One of the areas in stroke rehabilitation where music therapy is showing the greatest promise involves speech and communication. Language has three components: cognition, linguistics, and pragmatics. Music therapy impacts all three by supporting memory and retrieval of information (King).

For more than 100 years, clinicians have noted that patients are able to sing words that they cannot speak. Aphasia is a disorder of language that results in garbled syntax and meaning. A person suffering from nonfluent (expressive) aphasia has difficulty producing meaningful words, phrases, and sentences (M. Kim). All forms of aphasia have the characteristics of anomia (difficulty in naming or finding/producing words), although the severity of anomia will vary depending on the type of aphasia. Other common symptoms related to aphasia include paraphasias, errors that may involve unintentionally substituting one word for another (verbal paraphasia) or unintentionally substituting one sound for another (literal paraphasia) (King).

One explanation for the phenomenon of preserved singing (with lyrics) in aphasia is that song is a form of nonpropositional speech, which is defined as conventionalized, context-dependent speech that does not involve syntactic parsing or the conscious formulation of new utterances to express a semantic message (Wilson).

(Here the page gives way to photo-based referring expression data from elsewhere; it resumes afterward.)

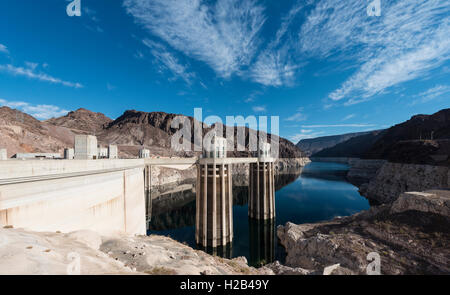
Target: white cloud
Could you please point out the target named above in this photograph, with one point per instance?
(348, 117)
(31, 65)
(305, 134)
(110, 87)
(169, 61)
(40, 112)
(274, 65)
(431, 94)
(4, 49)
(32, 74)
(224, 35)
(298, 116)
(259, 109)
(339, 125)
(408, 41)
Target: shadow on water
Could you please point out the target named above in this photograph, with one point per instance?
(315, 193)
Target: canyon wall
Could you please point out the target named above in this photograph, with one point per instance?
(393, 179)
(382, 181)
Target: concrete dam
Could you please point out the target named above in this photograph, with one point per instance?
(110, 195)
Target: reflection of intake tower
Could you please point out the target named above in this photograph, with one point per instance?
(261, 204)
(214, 217)
(262, 241)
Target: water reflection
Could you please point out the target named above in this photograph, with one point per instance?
(221, 251)
(262, 241)
(318, 192)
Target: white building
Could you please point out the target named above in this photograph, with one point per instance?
(69, 154)
(85, 147)
(113, 152)
(217, 148)
(102, 152)
(25, 156)
(264, 151)
(144, 153)
(3, 154)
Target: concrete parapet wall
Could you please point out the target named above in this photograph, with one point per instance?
(108, 196)
(31, 168)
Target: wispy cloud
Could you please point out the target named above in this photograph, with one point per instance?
(4, 49)
(259, 109)
(339, 125)
(305, 134)
(31, 73)
(110, 87)
(275, 65)
(431, 94)
(92, 15)
(252, 97)
(224, 35)
(298, 116)
(169, 61)
(408, 41)
(348, 117)
(41, 111)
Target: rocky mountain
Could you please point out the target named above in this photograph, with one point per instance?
(153, 130)
(424, 139)
(355, 147)
(20, 132)
(311, 146)
(82, 121)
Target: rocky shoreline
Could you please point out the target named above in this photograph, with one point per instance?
(85, 252)
(168, 177)
(409, 225)
(412, 236)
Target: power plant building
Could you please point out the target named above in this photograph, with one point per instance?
(113, 152)
(144, 153)
(102, 153)
(69, 154)
(85, 147)
(3, 154)
(25, 156)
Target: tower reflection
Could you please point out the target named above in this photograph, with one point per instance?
(262, 241)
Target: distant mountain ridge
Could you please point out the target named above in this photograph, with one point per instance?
(312, 146)
(423, 139)
(82, 120)
(20, 132)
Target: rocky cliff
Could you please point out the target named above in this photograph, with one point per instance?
(82, 121)
(424, 139)
(33, 253)
(392, 179)
(411, 236)
(21, 133)
(136, 128)
(312, 146)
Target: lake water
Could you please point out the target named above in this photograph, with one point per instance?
(315, 193)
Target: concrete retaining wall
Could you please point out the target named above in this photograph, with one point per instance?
(102, 195)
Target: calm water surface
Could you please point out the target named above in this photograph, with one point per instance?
(315, 193)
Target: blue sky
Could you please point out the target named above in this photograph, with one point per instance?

Modern imaging suggests that language and musical expression centers in the brain may not be as separate as previously thought, and they share some important neurological aspects of processing (Wilson). Maess et al. used magnetoencephalography in a language and music analysis task that indicated that the Broca area of the hominid brain, which is linked to speech production, is not only active during syntactic analysis for auditory language comprehension, but is also responsible for analysis of incoming harmonic sequences (Maess).